Glossary

Personal liability notice

A personal liability notice (PLN) makes a director personally liable for certain company debts — usually unpaid NIC — where HMRC finds fraud or serious neglect. It pierces the corporate shield.

2 min read

Director personally liableCertain debts
HMRC/fraud/neglectPierces the shield

Definition

A personal liability notice is issued by HMRC to make a director or officer personally liable for company debts — typically unpaid National Insurance contributions — where non-payment resulted from their fraud or neglect.

In plain terms

Limited liability normally shields directors, but a PLN removes that protection where wrongdoing is found, putting personal assets at risk.

Why it matters for your company

PLNs, along with wrongful-trading claims, are why directors must act properly as insolvency nears — pay Crown debts, keep records and take advice. See solvency and liquidator.

In practice for a limited company

Picture a small limited company falling behind on PAYE and National Insurance as trading conditions tighten. HMRC will usually pursue the company first through normal debt-recovery channels. A personal liability notice only enters the picture where HMRC's investigation concludes that a named director knew about the shortfall and either engineered it or let it continue through serious neglect of their duties, rather than through ordinary business misfortune.

Once a PLN is issued, it names the individual director rather than the company, and the debt effectively transfers to them personally. This matters even after the company itself has entered an insolvency process such as administration or liquidation, since the notice survives independently of the company's own fate and continues to be pursued against the director directly.
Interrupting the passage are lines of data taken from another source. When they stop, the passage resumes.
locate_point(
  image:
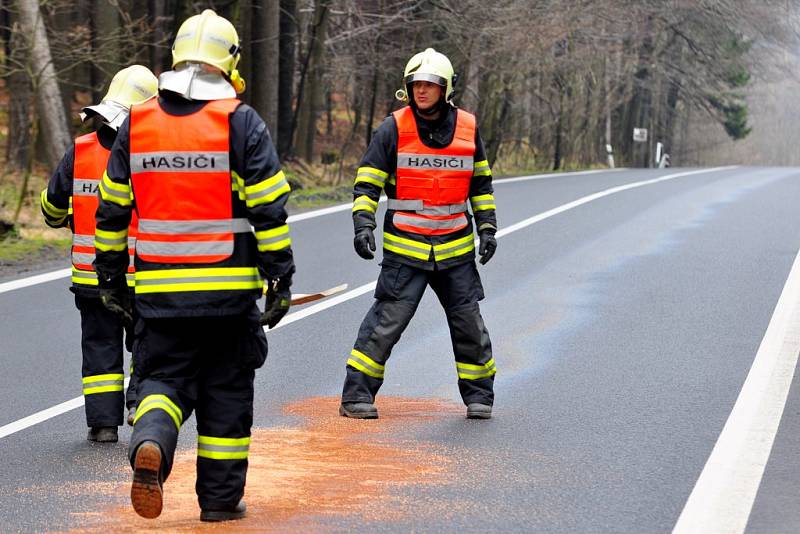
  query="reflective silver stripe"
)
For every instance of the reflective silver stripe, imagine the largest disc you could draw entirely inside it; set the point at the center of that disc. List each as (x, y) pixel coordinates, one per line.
(434, 162)
(195, 279)
(222, 448)
(268, 191)
(83, 240)
(186, 248)
(180, 162)
(213, 226)
(110, 242)
(430, 224)
(85, 188)
(114, 193)
(82, 258)
(425, 209)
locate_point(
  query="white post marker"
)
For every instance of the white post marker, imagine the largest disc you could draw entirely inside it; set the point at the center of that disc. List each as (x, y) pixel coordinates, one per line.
(723, 496)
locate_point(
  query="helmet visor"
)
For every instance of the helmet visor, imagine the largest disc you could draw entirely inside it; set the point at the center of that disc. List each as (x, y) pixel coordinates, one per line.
(426, 77)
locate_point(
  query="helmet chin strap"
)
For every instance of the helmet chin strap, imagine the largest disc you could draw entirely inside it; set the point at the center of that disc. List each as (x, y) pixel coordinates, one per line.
(433, 110)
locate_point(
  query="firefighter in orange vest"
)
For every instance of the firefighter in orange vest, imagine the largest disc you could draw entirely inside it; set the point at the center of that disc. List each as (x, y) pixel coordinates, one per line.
(201, 171)
(71, 200)
(429, 159)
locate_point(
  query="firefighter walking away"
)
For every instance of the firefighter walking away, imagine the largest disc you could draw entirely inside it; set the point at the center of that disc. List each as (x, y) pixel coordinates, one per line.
(202, 172)
(429, 159)
(71, 199)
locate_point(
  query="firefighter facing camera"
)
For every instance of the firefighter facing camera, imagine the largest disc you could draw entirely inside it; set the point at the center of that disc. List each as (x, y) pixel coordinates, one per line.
(429, 159)
(201, 170)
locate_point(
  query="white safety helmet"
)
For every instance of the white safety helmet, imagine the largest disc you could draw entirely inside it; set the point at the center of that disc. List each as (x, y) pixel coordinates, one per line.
(204, 58)
(132, 85)
(429, 66)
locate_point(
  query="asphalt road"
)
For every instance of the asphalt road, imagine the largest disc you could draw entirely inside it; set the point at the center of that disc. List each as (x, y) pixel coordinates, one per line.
(623, 326)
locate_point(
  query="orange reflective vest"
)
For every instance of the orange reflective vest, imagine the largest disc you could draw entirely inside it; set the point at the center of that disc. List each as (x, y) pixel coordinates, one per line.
(182, 183)
(432, 183)
(90, 164)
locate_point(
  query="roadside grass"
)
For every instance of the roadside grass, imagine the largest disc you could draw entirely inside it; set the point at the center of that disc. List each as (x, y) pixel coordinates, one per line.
(24, 251)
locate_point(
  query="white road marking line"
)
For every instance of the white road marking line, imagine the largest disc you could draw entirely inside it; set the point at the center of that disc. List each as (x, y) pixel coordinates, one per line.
(33, 280)
(723, 496)
(64, 273)
(44, 415)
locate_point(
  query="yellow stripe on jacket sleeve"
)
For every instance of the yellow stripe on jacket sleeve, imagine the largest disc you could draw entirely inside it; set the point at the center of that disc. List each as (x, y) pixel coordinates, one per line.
(267, 190)
(371, 175)
(117, 193)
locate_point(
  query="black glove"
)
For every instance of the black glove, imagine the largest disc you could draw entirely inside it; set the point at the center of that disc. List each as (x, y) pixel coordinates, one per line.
(487, 246)
(117, 300)
(279, 298)
(364, 243)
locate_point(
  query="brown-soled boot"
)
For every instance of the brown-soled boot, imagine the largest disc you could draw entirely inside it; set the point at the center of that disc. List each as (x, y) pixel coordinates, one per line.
(147, 496)
(358, 410)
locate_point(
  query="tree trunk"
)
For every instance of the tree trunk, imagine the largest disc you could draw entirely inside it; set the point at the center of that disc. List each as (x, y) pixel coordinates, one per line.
(310, 109)
(286, 64)
(105, 25)
(265, 70)
(46, 90)
(19, 146)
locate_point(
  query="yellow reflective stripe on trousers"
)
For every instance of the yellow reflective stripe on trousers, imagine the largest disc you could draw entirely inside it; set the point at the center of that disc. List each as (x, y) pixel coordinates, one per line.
(106, 241)
(113, 192)
(483, 202)
(455, 248)
(222, 448)
(481, 168)
(159, 402)
(365, 364)
(364, 203)
(267, 190)
(103, 383)
(406, 247)
(371, 175)
(84, 278)
(468, 371)
(273, 239)
(204, 279)
(54, 213)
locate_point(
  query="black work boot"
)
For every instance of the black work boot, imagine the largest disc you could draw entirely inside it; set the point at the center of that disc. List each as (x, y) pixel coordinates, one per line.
(358, 410)
(479, 411)
(228, 514)
(103, 434)
(147, 496)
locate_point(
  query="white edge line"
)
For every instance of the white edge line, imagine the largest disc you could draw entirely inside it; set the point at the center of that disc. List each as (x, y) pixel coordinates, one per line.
(49, 413)
(64, 273)
(723, 496)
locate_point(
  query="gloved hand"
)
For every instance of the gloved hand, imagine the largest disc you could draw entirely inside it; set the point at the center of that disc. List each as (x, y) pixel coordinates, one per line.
(117, 300)
(364, 243)
(488, 245)
(279, 298)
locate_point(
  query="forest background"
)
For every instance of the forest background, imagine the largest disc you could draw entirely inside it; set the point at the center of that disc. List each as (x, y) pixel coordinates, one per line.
(553, 82)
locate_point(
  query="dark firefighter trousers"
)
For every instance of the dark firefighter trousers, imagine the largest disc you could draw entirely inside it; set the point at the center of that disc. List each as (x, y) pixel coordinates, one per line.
(205, 364)
(398, 292)
(103, 364)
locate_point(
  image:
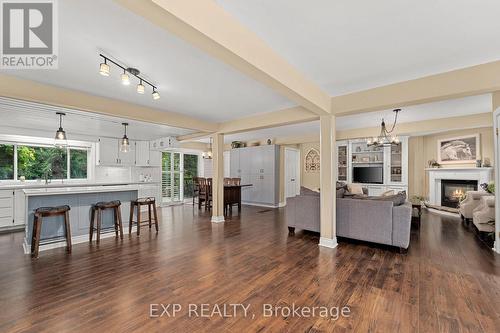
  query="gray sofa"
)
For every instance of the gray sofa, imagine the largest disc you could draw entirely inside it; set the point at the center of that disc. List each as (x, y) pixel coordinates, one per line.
(375, 221)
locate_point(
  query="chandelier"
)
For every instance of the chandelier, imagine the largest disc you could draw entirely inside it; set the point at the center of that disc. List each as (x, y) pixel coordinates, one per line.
(385, 138)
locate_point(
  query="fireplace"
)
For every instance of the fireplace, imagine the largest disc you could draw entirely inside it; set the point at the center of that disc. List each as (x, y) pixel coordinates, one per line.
(453, 191)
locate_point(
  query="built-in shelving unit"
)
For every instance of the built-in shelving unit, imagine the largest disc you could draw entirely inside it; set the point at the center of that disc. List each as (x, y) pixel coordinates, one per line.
(393, 159)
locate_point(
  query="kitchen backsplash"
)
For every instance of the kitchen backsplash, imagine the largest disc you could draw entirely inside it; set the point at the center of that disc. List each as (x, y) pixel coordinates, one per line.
(104, 174)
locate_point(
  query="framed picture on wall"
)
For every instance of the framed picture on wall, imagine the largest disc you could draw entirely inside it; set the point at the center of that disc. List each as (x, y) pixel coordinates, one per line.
(465, 149)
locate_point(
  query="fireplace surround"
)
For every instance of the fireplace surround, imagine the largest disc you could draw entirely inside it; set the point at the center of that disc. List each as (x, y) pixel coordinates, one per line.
(437, 175)
(453, 191)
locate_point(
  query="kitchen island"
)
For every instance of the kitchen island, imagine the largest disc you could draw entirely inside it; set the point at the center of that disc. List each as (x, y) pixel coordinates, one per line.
(80, 197)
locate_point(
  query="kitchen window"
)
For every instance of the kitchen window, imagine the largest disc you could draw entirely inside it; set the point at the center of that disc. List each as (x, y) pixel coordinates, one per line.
(33, 162)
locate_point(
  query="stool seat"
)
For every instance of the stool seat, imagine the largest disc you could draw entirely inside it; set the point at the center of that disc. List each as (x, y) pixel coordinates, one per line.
(42, 212)
(97, 209)
(108, 204)
(136, 204)
(48, 211)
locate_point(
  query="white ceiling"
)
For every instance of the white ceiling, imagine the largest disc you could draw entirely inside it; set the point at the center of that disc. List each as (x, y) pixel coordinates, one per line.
(347, 46)
(437, 110)
(33, 119)
(189, 81)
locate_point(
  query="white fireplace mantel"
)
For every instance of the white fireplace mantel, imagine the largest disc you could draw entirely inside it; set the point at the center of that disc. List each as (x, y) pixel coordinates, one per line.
(481, 175)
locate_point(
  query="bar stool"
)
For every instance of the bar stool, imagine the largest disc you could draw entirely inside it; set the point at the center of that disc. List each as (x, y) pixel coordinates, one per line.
(97, 209)
(138, 203)
(42, 212)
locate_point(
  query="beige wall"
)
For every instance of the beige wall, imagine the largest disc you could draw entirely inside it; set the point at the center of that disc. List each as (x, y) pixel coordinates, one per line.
(308, 179)
(424, 148)
(420, 150)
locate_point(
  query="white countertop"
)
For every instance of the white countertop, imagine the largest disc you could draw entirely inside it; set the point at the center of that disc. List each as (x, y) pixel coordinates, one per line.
(81, 189)
(42, 185)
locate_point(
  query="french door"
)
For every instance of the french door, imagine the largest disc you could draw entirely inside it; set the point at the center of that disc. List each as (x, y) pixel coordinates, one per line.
(172, 177)
(178, 171)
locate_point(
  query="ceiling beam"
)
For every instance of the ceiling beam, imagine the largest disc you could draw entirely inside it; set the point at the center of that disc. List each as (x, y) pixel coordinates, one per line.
(267, 120)
(14, 87)
(206, 25)
(475, 80)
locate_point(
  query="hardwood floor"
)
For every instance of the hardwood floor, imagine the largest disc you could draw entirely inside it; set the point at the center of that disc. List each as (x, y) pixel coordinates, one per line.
(448, 281)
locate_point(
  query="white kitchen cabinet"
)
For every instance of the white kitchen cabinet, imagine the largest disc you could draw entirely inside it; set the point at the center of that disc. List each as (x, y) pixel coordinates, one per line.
(142, 153)
(155, 158)
(128, 158)
(6, 208)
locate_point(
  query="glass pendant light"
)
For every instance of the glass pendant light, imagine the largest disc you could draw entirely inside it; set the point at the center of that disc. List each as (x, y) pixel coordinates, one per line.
(125, 78)
(124, 142)
(156, 94)
(60, 138)
(140, 88)
(104, 68)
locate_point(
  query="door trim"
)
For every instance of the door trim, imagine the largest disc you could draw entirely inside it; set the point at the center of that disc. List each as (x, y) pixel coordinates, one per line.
(299, 171)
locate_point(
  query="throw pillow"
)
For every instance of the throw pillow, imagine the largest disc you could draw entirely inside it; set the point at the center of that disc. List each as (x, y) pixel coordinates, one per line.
(355, 188)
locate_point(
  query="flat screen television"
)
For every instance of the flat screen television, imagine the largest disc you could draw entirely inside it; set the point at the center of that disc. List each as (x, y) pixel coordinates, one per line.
(368, 174)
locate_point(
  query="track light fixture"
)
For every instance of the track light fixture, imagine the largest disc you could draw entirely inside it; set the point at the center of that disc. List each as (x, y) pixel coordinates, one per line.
(104, 70)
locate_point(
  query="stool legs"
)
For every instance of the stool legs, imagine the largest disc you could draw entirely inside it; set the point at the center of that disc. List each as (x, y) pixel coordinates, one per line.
(35, 239)
(156, 216)
(68, 231)
(99, 217)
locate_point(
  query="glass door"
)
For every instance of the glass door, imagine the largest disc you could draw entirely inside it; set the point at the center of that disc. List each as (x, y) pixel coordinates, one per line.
(342, 163)
(172, 177)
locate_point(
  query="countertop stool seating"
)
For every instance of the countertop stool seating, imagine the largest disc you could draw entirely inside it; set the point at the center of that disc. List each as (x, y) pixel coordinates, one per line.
(137, 204)
(97, 210)
(42, 212)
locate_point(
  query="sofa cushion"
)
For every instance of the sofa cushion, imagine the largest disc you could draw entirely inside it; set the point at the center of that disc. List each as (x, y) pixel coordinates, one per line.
(307, 191)
(397, 199)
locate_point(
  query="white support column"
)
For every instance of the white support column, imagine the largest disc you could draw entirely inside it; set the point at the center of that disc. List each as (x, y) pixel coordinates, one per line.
(496, 115)
(218, 178)
(328, 177)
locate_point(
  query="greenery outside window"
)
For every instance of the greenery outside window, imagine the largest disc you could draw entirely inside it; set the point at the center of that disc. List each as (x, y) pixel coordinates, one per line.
(42, 162)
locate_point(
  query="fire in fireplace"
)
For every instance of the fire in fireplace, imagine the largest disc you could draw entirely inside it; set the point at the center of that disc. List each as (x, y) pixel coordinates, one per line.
(453, 191)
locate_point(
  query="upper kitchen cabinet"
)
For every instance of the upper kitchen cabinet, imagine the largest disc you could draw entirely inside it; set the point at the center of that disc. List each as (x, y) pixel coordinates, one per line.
(108, 153)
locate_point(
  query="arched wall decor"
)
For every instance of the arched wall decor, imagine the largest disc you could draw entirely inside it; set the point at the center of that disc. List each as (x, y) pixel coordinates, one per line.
(312, 161)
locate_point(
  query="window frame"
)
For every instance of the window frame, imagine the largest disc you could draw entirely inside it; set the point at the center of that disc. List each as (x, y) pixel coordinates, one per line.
(47, 143)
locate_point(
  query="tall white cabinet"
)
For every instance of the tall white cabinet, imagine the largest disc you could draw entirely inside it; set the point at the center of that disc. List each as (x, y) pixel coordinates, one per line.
(258, 166)
(393, 160)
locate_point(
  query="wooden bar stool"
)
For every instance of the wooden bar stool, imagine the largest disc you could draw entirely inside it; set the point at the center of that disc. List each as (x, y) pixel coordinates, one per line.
(117, 217)
(42, 212)
(138, 203)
How lenders and insolvency practitioners read it

Where a director has previously received a personal liability notice, this tends to be treated as a meaningful data point about how that individual ran a prior company, particularly around Crown-debt discipline and record-keeping. An insolvency practitioner investigating a later insolvency may look back at this history when assessing conduct, and it can inform how carefully due diligence is carried out on a director's current company.

The safest course for any director is straightforward: keep PAYE and National Insurance current, maintain clear management accounts, and take advice promptly once cash flow tightens rather than waiting until a formal notice becomes a real possibility. See director's loan account for a related area where personal and company finances can become entangled if records are not kept cleanly.